Samsung Galaxy Fold runs into screen issues...again

  • Samsung has already recalled its foldable smartphone once thanks to its display issues
  • A Techcrunch reviewer reported spotting a 'brightly coloured amorphous blob' of pixels on the Galaxy Fold's display

Ahead of its launch in India, Samsung has run into trouble with the Galaxy Fold once again. According to a Techcrunch report, the review device Samsung sent to the publication showed display damage after a day of usage.

“I pulled the Fold from my pocket while standing in line at CVS after work the other day. I opened it up and spotted something new nestled between the lock screen’s flapping butterfly wings. There was a brightly colored, amorphous blob," wrote Brian Heater, Hardware Editor at Techcrunch.

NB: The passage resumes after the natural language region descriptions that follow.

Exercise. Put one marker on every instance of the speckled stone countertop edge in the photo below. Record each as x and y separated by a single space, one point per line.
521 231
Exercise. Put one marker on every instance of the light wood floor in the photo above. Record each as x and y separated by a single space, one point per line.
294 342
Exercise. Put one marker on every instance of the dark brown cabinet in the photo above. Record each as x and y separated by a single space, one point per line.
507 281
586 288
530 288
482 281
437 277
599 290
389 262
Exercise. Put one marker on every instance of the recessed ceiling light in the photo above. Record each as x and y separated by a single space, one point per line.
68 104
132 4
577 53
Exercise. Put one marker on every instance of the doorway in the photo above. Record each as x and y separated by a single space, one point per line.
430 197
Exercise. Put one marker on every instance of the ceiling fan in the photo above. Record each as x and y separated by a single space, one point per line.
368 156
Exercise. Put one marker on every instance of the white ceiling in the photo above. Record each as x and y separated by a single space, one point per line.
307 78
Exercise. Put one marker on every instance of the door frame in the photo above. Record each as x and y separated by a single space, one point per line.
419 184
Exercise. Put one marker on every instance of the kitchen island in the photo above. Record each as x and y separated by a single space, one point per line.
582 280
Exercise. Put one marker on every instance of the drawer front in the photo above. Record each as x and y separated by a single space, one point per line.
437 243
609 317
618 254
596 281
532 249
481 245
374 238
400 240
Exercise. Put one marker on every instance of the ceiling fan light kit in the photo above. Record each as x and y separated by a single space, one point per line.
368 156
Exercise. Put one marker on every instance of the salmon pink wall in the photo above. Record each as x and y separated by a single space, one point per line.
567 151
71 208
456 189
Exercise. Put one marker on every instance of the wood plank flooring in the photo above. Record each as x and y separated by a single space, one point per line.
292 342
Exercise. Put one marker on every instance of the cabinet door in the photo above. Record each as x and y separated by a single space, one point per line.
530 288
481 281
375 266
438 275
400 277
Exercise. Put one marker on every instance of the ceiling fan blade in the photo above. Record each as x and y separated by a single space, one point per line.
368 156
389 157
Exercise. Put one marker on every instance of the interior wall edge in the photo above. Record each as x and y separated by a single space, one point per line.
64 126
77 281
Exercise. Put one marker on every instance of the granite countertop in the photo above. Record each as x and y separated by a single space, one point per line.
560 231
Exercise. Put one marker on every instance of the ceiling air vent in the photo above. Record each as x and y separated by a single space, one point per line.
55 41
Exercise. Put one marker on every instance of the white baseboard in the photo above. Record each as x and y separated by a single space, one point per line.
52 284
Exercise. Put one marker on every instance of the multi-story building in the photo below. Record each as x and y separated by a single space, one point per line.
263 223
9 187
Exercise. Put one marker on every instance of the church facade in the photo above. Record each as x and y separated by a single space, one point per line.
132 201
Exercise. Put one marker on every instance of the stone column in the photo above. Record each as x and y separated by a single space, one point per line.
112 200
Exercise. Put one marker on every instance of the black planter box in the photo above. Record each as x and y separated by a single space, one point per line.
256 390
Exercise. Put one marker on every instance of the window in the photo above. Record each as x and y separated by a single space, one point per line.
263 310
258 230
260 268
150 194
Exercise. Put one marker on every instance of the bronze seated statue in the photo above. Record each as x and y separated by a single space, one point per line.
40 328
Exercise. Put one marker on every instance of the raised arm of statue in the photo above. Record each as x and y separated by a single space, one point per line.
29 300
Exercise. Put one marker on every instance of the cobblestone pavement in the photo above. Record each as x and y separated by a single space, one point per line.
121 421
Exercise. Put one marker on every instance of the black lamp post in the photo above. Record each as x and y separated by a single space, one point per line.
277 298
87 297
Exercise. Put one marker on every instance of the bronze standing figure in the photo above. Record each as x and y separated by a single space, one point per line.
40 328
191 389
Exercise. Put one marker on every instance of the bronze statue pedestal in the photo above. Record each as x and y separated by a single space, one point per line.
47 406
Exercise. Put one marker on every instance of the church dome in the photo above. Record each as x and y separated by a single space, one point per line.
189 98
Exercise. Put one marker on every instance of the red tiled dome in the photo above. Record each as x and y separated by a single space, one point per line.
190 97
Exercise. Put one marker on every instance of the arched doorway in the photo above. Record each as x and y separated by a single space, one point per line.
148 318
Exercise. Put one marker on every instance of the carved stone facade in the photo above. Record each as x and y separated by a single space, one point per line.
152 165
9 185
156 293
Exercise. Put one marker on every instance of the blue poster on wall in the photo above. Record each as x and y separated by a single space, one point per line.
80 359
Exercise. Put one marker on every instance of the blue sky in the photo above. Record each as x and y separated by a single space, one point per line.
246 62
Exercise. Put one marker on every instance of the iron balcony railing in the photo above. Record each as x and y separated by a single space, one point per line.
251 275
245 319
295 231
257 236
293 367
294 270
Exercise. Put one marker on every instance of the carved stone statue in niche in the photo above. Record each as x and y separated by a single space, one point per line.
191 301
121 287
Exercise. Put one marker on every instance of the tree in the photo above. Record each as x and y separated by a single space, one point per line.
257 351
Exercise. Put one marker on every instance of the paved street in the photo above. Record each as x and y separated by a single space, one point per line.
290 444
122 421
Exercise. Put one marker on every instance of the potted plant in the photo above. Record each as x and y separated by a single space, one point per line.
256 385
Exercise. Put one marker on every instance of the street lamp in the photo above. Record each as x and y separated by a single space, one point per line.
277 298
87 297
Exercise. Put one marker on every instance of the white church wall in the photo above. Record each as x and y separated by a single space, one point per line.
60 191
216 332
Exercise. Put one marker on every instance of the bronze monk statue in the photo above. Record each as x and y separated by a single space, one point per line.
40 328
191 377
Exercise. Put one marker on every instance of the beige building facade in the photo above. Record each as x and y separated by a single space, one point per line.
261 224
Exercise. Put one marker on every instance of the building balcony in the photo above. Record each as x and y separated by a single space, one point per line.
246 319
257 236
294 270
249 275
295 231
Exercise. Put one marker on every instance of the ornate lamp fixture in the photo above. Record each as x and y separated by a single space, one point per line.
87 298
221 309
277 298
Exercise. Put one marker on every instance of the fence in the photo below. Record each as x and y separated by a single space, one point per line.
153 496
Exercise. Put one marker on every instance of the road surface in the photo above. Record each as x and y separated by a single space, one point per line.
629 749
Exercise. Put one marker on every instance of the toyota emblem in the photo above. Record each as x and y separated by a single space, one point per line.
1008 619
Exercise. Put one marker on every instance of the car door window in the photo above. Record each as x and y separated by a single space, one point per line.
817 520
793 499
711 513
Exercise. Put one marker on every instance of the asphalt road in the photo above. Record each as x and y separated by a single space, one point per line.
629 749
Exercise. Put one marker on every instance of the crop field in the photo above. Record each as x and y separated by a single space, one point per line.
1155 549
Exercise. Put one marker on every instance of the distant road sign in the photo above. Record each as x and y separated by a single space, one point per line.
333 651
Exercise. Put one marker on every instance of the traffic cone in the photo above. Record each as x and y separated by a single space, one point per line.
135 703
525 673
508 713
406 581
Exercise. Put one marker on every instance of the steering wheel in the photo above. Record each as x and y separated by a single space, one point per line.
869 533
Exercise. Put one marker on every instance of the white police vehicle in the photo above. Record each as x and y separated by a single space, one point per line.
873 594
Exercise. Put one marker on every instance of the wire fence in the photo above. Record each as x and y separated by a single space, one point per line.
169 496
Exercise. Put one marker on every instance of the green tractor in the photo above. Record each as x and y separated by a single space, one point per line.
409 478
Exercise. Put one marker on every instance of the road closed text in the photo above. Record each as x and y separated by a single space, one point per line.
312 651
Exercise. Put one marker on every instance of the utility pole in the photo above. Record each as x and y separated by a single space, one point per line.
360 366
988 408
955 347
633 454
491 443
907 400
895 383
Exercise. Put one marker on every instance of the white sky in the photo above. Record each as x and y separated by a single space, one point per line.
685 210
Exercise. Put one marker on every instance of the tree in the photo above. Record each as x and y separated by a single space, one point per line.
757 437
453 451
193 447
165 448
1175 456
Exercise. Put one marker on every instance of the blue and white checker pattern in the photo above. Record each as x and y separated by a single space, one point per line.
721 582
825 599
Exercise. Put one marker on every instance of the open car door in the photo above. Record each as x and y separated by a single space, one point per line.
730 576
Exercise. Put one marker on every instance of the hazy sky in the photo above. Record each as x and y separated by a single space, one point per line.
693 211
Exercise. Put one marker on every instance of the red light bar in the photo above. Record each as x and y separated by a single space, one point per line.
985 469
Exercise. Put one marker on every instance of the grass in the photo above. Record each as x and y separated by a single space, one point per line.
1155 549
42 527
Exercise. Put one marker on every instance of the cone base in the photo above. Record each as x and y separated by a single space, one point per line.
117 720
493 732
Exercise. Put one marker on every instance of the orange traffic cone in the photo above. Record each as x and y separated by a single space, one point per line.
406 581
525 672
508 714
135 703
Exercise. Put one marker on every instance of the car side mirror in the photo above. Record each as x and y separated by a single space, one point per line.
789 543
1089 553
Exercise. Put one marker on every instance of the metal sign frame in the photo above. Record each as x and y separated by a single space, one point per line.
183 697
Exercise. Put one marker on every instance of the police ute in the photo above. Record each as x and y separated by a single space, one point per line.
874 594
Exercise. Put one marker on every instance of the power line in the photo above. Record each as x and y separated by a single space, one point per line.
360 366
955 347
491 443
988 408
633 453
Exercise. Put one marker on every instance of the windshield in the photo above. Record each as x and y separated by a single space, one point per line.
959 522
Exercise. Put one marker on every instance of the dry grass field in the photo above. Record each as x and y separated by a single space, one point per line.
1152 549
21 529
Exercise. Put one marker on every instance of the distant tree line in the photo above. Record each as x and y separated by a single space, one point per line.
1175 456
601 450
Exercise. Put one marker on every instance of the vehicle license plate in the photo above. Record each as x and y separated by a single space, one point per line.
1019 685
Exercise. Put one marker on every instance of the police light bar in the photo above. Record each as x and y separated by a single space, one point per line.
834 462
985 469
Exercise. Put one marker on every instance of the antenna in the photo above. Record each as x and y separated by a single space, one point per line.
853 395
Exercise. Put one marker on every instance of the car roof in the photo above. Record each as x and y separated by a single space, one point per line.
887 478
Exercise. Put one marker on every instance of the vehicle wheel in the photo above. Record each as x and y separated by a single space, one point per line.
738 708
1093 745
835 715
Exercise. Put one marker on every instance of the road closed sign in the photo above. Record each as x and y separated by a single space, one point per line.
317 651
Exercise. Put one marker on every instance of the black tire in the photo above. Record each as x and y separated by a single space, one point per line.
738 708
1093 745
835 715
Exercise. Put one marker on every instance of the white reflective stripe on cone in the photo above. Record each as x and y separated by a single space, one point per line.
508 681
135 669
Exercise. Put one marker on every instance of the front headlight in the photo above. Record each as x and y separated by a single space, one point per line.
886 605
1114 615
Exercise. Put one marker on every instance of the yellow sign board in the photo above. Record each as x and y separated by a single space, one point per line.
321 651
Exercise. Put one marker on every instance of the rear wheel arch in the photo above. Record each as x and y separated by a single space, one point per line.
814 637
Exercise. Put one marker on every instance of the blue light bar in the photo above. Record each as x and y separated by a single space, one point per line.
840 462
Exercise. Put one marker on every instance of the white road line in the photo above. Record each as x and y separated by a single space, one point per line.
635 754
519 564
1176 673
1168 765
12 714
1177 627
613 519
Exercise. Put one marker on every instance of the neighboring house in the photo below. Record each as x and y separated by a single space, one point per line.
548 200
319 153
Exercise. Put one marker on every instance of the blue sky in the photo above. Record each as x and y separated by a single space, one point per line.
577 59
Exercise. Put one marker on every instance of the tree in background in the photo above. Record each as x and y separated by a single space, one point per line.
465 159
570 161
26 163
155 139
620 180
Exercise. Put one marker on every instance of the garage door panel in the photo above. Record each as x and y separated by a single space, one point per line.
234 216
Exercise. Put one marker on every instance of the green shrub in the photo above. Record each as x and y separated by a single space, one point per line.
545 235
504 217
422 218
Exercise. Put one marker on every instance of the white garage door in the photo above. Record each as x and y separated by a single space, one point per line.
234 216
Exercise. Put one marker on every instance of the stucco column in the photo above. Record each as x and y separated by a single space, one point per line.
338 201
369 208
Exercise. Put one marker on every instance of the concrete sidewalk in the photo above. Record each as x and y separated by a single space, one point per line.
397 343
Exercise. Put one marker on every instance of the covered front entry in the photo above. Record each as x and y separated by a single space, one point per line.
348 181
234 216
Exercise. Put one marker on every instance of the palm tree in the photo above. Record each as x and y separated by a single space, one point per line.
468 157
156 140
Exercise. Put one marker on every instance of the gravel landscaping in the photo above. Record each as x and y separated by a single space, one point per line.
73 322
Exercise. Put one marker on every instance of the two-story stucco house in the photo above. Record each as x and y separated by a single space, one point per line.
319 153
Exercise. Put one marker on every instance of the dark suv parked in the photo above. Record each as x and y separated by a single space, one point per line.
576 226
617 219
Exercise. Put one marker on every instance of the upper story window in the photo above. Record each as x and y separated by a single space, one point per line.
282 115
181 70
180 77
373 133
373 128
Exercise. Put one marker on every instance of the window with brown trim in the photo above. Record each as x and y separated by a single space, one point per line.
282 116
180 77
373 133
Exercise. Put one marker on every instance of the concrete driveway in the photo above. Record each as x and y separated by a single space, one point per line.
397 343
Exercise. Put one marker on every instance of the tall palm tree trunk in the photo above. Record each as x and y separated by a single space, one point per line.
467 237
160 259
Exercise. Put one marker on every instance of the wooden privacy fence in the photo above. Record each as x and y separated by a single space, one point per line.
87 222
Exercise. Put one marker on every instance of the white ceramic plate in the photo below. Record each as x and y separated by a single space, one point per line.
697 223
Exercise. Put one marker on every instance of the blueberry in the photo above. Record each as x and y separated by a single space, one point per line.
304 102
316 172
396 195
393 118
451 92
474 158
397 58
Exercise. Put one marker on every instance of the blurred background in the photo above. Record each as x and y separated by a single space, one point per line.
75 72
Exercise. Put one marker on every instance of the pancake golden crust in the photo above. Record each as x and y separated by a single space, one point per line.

While Heater goes on to explain that manufacturing issues can occur in devices, this issue is particularly important in the Galaxy Fold’s case. Samsung has already recalled its foldable smartphone once thanks to its display issues. The company recently announced that it’s ready to re-release the device in the market.

Earlier, when Samsung first released the Galaxy Fold, reviewers reported display damage within days and even hours of using the phone. Many reported screen damage because of debris getting through the hinge, while others removed the preinstalled protective screen guard that was meant to be permanent, resulting in major issues.

According to Heater, the company also gives extensive instructions on how to use the phone so that the screen isn’t damaged. However, the fact that the company has to give such instructions could be an indication that the Galaxy Fold isn’t a device that’s ready for the mainstream. After all, how many of us really follow instructions about screen maintenance on our current smartphones.